Né en 1957 à Dakar, Jimi est issue d’une grande lignée de griots, il est, comme nous le rappelle Nago Seck dans Afrissons, le petit-fils de Oumy Seck et Djiby Salif Seck (descendants de Matakou et Massata Seck). Pourtant son papa, réticent à le voir embrasser une carrière de musicien, ne lui signa pas tout de suite un blanc-seing, bien qu’étant héritier de cette tradition de griots qui racontait au peuple son histoire. Plus tard, après un passage à la basse, Jimi s’installe à la guitare. Instrument plus proche du Xalam, il s’en sert pour se rappeler au bon souvenir de son rôle de rhéteur et de transmetteur. À force de travail et de perspicacité, ce professionnel aguerri est arrivé à plier la guitare à son vouloir-dire, pour parler comme Césaire à propos de son rapport avec la langue française. Son jeu exquis et captivant racontait le Cajoor, le Jolof, le Sine, le Fuuta, la Casamance, le Sénégal Oriental. Ses mélodies mélancoliques et absorbantes, témoignaient de la bravoure, de la dignité, du sens de l’honneur et de l’humanité des peuples du Sénégal et du Mandé. C’était un passeur de mémoire ! Un Dieli, un guitar-hero africain !

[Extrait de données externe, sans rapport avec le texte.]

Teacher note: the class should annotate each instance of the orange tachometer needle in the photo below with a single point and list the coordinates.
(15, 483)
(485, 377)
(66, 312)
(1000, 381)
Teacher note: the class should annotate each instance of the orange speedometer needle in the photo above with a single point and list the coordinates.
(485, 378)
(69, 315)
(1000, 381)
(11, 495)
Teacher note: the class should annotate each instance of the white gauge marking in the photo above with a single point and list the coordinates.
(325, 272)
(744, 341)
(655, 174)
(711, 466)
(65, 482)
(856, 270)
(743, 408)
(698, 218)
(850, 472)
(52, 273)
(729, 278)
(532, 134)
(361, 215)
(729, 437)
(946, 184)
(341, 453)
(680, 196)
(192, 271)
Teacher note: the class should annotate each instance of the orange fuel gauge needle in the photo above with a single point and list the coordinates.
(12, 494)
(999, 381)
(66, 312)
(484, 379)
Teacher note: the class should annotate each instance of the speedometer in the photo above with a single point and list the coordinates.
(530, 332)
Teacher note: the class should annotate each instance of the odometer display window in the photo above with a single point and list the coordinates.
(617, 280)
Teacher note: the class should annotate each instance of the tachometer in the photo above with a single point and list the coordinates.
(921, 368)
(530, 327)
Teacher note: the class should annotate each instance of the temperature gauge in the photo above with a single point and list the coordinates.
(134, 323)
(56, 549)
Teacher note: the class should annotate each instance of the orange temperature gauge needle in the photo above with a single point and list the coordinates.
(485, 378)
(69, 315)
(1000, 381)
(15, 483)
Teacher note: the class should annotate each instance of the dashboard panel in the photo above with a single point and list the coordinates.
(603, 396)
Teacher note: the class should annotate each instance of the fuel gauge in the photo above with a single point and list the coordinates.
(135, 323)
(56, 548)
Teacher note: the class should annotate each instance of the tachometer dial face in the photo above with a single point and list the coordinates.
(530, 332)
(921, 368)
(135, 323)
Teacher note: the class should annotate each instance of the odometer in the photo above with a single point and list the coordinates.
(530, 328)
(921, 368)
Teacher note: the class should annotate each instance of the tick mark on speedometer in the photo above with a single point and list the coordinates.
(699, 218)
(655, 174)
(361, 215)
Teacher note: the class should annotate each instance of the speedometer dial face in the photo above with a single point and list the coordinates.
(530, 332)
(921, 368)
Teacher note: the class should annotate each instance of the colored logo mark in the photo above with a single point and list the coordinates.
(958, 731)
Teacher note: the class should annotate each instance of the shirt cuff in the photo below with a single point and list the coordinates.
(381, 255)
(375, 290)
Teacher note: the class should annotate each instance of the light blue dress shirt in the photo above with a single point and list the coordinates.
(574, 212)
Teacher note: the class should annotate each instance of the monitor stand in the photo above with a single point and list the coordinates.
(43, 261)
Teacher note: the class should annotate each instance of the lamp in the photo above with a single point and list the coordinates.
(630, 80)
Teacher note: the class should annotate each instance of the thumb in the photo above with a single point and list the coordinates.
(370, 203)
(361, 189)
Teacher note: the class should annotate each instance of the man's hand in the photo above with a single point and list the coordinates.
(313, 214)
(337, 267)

Auteur-compositeur, arrangeur, producteur et chanteur, Jimi débute sa carrière en fabricant sa première guitare avec des filets de pêche dès l’âge de 10 ans. Son grand-frère lui offre une guitare par la suite et en 1977, il joue avec l’African Band et Dagoudane Band (Pikine). Ce sont les grands débuts.
Son compagnonnage avec Youssou Ndour débute en 1979. Ensemble, ils vont écrire les plus belles pages de la musique Sénégalaise, avec Mbaye Dièye Faye aux percussions, Assane Thiam au tama, Papa Oumar Ngom à la guitare, Ouzin Ndiaye aux chants, Alla Seck aux cœurs et danse, plus tard Habib Faye à la basse et à la direction musicale. Jimmy a, ainsi, participé, de façon substantielle, à la révolution opérée par le Super Étoile dans les années 80, qui atteindra son apogée dans les 90 et qui continue sa domination outrancière de la scène.

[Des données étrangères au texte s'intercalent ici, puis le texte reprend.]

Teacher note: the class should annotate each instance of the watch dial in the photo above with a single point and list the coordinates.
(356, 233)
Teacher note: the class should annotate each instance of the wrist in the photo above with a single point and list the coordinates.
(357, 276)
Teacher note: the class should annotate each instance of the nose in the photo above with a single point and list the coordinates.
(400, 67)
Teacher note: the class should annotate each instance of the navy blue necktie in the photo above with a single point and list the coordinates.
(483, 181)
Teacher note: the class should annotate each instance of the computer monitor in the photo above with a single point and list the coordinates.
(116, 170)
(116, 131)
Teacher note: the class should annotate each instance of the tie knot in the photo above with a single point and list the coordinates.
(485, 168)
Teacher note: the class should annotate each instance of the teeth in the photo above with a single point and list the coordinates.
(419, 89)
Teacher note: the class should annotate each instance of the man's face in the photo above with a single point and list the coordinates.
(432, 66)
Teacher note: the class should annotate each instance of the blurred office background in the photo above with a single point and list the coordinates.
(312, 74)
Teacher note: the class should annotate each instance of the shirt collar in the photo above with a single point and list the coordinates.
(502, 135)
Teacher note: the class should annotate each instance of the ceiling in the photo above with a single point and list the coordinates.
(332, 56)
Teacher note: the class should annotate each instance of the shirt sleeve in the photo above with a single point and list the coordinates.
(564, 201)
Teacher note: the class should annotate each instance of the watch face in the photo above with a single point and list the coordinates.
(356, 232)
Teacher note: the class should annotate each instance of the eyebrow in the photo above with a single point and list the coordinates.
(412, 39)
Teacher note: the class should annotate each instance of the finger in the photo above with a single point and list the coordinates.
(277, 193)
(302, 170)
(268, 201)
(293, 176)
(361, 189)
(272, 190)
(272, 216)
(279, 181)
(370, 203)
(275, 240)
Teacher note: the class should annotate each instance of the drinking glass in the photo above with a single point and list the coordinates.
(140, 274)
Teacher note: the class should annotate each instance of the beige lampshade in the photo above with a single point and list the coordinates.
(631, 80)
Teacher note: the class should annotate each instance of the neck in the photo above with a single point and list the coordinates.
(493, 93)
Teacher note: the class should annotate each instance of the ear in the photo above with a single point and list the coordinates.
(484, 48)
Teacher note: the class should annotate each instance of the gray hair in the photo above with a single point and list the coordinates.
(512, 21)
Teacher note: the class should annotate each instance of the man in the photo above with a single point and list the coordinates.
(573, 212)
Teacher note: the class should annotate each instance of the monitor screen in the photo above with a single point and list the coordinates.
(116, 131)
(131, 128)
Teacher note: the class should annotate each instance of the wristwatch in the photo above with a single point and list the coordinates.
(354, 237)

Comme tous les membres du Super Étoile, Jimi devient une référence dans son instrument. Son jeu original et sa virtuosité lui valent d’être sollicité par des sommité de la musique. Il jouera dans l’album So de Peter Gabriel, accompagnera Gilberto Gil, Oumou Sangaré, Viviane Chidid, Abdou Guité Seck, Waly Seck et fera un duo fort remarqué dans l’album du raffiné bassiste, Cheikh Ndoye.
Parallèlement à sa carrière d’instrumentiste, Jimi entame une aventure en solo avec la sortie, en 1997, de son premier album personnel, Dakar Heart (« Le cœur de Dakar »). Un opus où l’on retrouve, outre son fabuleux son de Xalam, de l’afro-pop. Féru de technologie, Jimi investit dans un studio ultra moderne pour concocter ses sauces dont il avait le secret. Il monte aussi son label, sort son second album, Yaye Digalma (« Maman, conseille-moi » en wolof) et ouvre ses portes aux artistes de toutes les générations, connus ou peu connus. Sa détermination à transmettre était connue de tous.

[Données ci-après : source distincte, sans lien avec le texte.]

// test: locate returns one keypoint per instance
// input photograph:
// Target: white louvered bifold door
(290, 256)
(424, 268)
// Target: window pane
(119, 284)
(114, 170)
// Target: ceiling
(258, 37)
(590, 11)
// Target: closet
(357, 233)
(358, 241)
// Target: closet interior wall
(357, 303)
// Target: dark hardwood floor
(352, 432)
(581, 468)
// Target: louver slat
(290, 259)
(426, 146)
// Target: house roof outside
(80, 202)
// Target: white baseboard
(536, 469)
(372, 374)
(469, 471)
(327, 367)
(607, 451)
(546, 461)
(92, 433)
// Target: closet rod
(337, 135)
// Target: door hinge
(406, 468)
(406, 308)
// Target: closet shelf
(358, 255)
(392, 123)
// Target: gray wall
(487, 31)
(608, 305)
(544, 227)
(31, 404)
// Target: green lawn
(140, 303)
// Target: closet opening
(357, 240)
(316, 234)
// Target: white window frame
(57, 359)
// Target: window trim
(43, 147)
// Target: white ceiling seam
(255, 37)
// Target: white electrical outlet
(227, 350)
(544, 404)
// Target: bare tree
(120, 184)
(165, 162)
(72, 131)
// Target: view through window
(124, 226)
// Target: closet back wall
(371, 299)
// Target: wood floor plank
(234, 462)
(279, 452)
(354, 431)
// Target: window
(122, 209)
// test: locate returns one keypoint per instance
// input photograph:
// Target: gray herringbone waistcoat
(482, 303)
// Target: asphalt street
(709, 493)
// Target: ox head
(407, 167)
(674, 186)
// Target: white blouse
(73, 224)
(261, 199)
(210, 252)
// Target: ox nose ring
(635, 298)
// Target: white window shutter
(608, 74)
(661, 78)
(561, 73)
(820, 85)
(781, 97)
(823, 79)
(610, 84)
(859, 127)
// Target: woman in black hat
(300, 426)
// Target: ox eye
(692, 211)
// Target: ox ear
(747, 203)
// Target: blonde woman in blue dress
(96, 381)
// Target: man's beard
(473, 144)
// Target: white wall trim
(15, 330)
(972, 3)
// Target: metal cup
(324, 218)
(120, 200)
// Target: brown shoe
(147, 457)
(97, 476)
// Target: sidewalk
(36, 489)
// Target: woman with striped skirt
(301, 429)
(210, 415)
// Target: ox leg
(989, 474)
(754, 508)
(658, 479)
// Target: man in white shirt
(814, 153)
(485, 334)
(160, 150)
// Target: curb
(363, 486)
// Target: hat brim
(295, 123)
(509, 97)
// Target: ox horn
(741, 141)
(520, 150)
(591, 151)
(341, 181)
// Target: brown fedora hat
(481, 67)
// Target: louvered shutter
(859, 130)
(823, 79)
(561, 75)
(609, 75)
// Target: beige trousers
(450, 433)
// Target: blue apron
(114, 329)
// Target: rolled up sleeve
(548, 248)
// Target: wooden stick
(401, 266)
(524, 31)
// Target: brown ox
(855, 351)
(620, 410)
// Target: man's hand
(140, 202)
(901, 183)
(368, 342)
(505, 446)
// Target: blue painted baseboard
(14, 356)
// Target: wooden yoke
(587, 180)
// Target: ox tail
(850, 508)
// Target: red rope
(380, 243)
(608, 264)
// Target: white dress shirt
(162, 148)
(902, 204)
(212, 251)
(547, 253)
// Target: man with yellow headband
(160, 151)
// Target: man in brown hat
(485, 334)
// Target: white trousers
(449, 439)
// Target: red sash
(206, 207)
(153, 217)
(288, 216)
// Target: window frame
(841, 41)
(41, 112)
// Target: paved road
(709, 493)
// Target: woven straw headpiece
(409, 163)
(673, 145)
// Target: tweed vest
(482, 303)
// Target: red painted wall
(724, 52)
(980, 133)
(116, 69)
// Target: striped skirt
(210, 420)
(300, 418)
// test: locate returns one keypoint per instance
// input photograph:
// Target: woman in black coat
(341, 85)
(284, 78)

Toujours fidèle à Youssou Ndour avec qui, il parcourt le monde, Jimi a fait raisonner ses solos magiques sur toutes les scènes mythiques : Apollo Theater, Wembley, Bercy, Carnegie Hall, Olympia, Sorano ou Grand Théâtre pour ne citer que celles là.
Lorsque en 2012, Youssou Ndour décide de rentrer dans le gouvernement du Sénégal comme ministre, Jimi quitta le Super Étoile avec Habib Faye. Ils reviendront 5 ans plus tard. Ils ne l’avaient jamais quitté en réalité. Le Super Étoile était leur famille. On ne garde, au final, que l’image de Youssou Ndour en concert à Union Chapel, chuchotant à l’oreille d’un Jimi, en plein solo, pour introduire l’emblématique « Birima », des choses qu’eux deux seuls et Dieu, pouvaient révéler. Leurs grands sourires, à cet instant précis, valent tout les discours sur l’amitié.
Aujourd’hui, il rejoint Habib dans l’au-delà. Qu’à Dieu ne plaise Jimi retrouve Habib au paradis !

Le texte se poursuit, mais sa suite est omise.